IX

Su Excelencia el Capitán León de Luna, vizconde de Teguise, dueño de una tercera parte de la isla de La Gomera y una fastuosa casa solariega en Calatayud, primo lejano del Rey Fernando y exesposo de Ingrid Grass, conocida ahora como Doña Mariana Montenegro, a punto estuvo de morir de un ataque de apoplejía el día en que descubrió que había sido engañado por Alonso de Ojeda y sus compinches, quienes le habían reembarcado rumbo a Cádiz haciéndole creer que navegaba hacia una portentosa isla en la que había sido descubierta la mágica «Fuente de la Eterna Juventud».

Su cólera hacia quienes le burlaran de forma tan ignominiosa dejó paso bien pronto a una profunda ira hacia sí mismo, ya que era lo suficientemente inteligente como para reconocer que cuanto le había ocurrido en «Isabela» era en el fondo culpa suya.

Mareado a todas horas, vomitando y con la cabeza a punto de estallarle, el interminable viaje de regreso a Europa se convirtió en un auténtico martirio, hasta el punto de que tuvo que emplear toda su fuerza de voluntad para no tomar la drástica decisión de lanzarse por la borda y poner fin así a sus innumerables padecimientos.

Traicionado por la mujer que amaba con un cabrero analfabeto que a su modo de ver más semejaba un simio que un auténtico ser humano, descubriendo luego cómo ella era capaz de seguirle al confín del Universo, aun a costa de renunciar a todo cuanto de valioso le había dado en este mundo, y escarnecido más tarde por los que debían ser sin duda sus amigos, la moral del Capitán se encontraba tan malparada, que desaparecer para siempre se le antojaba la única salida digna para un hombre de su rango.

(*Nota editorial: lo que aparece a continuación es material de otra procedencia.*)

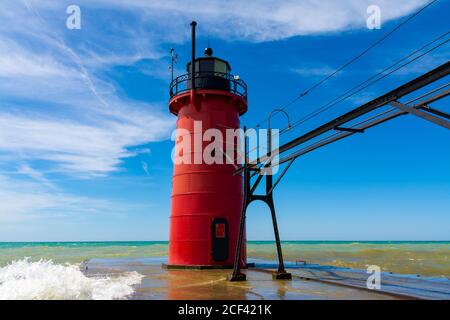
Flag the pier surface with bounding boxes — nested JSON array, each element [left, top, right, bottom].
[[86, 258, 450, 300]]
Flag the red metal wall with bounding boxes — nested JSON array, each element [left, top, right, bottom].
[[169, 90, 247, 266]]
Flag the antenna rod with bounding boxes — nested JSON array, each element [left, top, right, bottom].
[[191, 21, 197, 90]]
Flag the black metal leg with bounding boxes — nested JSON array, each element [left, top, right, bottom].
[[267, 196, 292, 280], [230, 200, 247, 281]]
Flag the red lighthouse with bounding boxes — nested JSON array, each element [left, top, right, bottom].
[[168, 22, 247, 268]]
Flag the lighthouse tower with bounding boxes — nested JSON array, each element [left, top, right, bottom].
[[168, 22, 247, 268]]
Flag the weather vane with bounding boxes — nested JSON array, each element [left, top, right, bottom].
[[169, 48, 178, 81]]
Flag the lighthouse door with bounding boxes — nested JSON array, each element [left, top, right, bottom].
[[211, 218, 228, 261]]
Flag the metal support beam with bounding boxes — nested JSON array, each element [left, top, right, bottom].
[[389, 101, 450, 130], [235, 62, 450, 174], [419, 106, 450, 120], [333, 127, 364, 133]]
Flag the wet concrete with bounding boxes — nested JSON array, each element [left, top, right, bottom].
[[86, 259, 395, 300]]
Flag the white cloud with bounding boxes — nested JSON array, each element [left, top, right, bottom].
[[291, 66, 336, 77], [80, 0, 427, 41], [0, 174, 121, 225]]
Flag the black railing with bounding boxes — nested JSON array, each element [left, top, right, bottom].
[[170, 72, 247, 100]]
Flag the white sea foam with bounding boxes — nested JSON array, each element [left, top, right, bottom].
[[0, 258, 143, 300]]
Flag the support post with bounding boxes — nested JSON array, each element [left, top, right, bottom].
[[229, 127, 250, 281]]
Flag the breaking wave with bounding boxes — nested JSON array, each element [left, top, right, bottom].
[[0, 258, 143, 300]]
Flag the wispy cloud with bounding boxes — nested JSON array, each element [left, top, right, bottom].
[[291, 66, 336, 77], [0, 174, 120, 223]]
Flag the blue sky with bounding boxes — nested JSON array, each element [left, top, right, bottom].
[[0, 0, 450, 241]]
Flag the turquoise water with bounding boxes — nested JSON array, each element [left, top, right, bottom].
[[0, 241, 450, 277]]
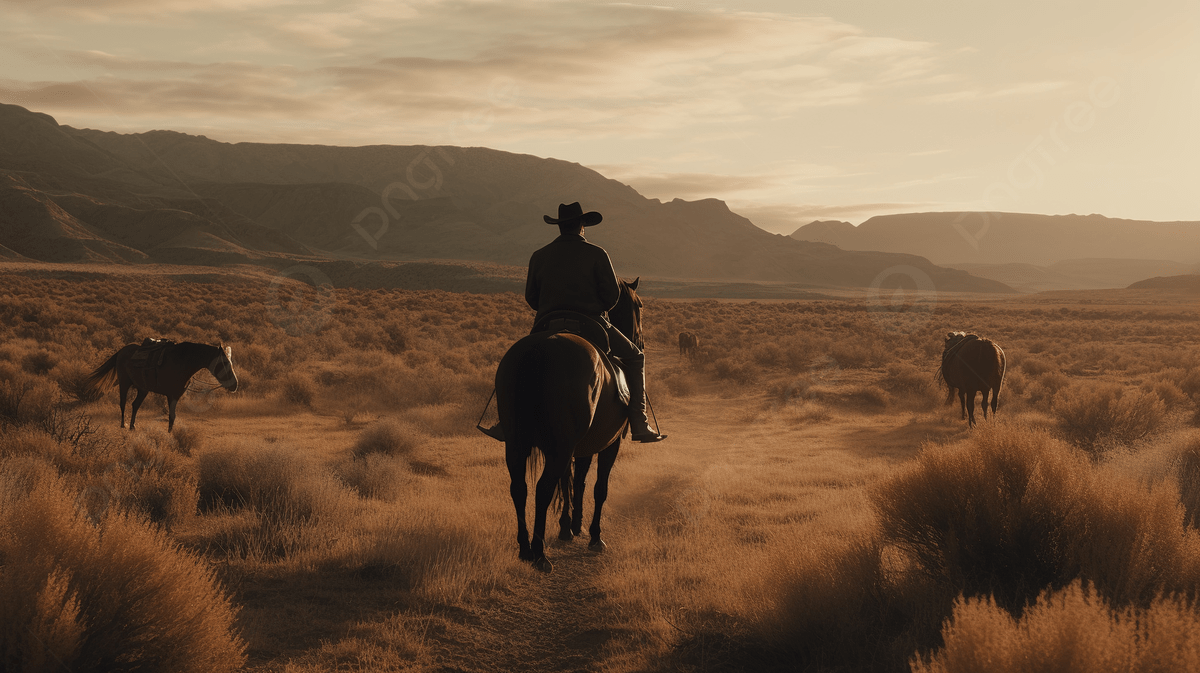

Lo que sufrió durante aquellos largos meses de cielo y mar sólo lo supo él mismo, y el odio que sentía por la mujer a la que tan profundamente había adorado se enconó a tal extremo que le pudrió el espíritu, convirtiéndole de un capitán antaño valiente y generoso, en un ser reconcentrado en su obsesión por la más cruel de las venganzas, a tal extremo que en su imaginación no cabían otras escenas que aquéllas en las que se viese a sí mismo torturando a Ingrid Grass durante años.

Matarla no bastaba.

Si hubo un tiempo en que las ofensas se lavaban con sangre, había quedado atrás definitivamente puesto que ya no era cuestión de recuperar un trasnochado honor que había dejado de importarle, sino que tenía el convencimiento de que continuar viviendo resultaría una carga insoportable mientras no hubiese hecho padecer a la alemana una milésima parte de lo que había padecido por su causa.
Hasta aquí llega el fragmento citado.